Nos tempos de criança, ouvi frequentemente

certa canção gentil que nem escuto mais:

“um pequenino grão de areia”, em seus fatais

sonhos de amor, fitando estrela reluzente...

 

Que sendo um pobre sonhador, igual que a gente

desenvolveu  em si vazios amores siderais,

voltados a essa estrela de cósmicos fanais,

sem contar que a luz dela lhe fosse indiferente...

 

Imerso em férvida ilusão, mesmo pensou

que certo dia de antanho, pudera até a abraçar,

que então ela se fora, porém que lhe deixara,

 

para que o acalentasse, o dom que lhe ficou,

minúscula estrelinha, flutuando assim no mar,

que em forma inexplicável, com a bela ele gerara!

 

MARINA III

 

Também eu sou assim, igual que o grão de areia:

o cosmos contemplei, ali querendo alçar-me,

mesm que férvido fulgor pudesse devorar-me,

até longínqua estrela que a alma me incendeia!

 

Quisera ter vivido, nos anos de minha teia,

a descida dos homens em Marte a alegrar-me,

posta de lado a Lua, para assim desapontar-me,

após cinquenta anos que a quimera me clareia!

 

Mal posso acreditar, já um século passado,

depois de tanto ler romances espaciais,

que ali não haja ainda humano acampamento...

 

E fico a me indagar, de coração pesado,

igual que algum amor que imaginei demais,

será que ali pousaram, de fato, algum momento?

 

PETIÇÃO [para a estrela Marina] – 25 junho 2019

Tu me disseste um dia chegares sempre tarde,

que alguém antes de ti depressa havia tomado,

alguém a quem terias com beijos abraçado

e a quem quiseste amar, tranquila e sem alarde...

 

E agora, então sem pejo, a vista destes versos

que te mandei, confessas, de novo, ter paixão...

De fato isto me alegra, de orgulho, o coração:

que possa te alegrar com meus silvos dispersos...

 

Que deste simples modo, por tudo o que sofreste,

por teu choro de sal, que então lançaste aos ventos,

pudesse te enviar o antídoto do inferno...

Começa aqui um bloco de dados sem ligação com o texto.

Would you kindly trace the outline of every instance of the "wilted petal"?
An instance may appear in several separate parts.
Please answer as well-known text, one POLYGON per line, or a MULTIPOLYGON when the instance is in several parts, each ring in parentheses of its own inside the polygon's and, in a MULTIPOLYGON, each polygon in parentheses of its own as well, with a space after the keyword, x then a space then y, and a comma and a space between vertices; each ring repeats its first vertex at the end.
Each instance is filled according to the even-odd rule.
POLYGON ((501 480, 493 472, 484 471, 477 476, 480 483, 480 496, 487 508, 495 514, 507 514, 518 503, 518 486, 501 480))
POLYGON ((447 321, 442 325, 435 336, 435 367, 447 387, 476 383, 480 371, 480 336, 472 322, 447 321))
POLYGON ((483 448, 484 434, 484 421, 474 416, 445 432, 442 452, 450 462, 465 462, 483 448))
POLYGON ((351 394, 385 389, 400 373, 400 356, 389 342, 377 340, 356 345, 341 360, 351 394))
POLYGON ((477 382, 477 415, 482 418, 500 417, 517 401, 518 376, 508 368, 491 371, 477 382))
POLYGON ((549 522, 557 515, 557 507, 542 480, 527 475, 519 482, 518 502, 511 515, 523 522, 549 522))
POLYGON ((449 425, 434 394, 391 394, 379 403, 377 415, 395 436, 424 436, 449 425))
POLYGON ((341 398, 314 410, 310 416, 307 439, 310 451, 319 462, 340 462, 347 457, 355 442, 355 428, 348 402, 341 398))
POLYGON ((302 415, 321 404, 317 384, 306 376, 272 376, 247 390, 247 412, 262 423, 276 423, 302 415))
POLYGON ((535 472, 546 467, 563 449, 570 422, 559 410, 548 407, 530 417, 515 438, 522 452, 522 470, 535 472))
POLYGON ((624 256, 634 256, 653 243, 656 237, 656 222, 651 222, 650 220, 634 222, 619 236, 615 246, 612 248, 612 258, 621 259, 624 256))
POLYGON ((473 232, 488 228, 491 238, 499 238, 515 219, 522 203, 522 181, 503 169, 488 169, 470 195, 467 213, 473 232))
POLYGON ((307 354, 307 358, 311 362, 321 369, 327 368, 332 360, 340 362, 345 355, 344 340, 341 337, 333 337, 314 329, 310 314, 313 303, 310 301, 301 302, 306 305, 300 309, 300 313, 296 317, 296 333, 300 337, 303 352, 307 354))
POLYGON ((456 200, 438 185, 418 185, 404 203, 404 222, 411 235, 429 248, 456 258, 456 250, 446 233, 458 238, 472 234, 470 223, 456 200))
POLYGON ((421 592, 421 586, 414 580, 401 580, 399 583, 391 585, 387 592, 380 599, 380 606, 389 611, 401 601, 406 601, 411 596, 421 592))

Doce elixir, enfim, forjado em som agreste,

Amor composto assim dos mais ternos momentos,

Amor que seja feito de algum momento eterno...

 

PETIÇÃO II

 

Não sei a quem suplico, cometa ou asteróide,

a Júpiter fulgente, a Saturno revelado

pela vaidade ingente de ser todo anelado,

ou a qualquer meteoro de formação globóide.

 

Ao Sol, talvez, sua vasta radiância de esferóide,

ou à estrela distante que tenha contemplado,

no arenoso destino de por tantos ser pisado,

onde possa encontrar tal imagem humanóide,

 

que um dia lastimou-se, chorando ao pé do ouvido,

descrente ser do amor, já tanta vez perdido,

a quem, em meu desdouro, mal pude consolar;

em qual sonho perdido, qual mundo paralelo,

eu lhe mandei meu verso, feito de amor singelo,

somente um pergaminho, que possa amarfanhar?

 

PETIÇÃO III

 

Conservo nos meus versos memória do elixir

que prometi mandar aos lábios da donzela,

a quem no coração ergui sagrada estela,

cuja presença viva não quis-me permitir

 

qualquer poder arcano, etéreo a reluzir,

que sobre a fronte minha, sem dó, constante vela

e meus sonhos desfaz nas orlas da procela

e cada intento meu, zombando, faz partir.

 

Imerso em meu fracasso, então te desejei,

donzela triste e frágil, a quem nunca abracei,

que outrem te fabrique o mágico elixir

e que esse demiurgo, atroz e impertinente,

se possa desfazer, perante a fé nascente

de um novo amor-milagre que venha me atingir!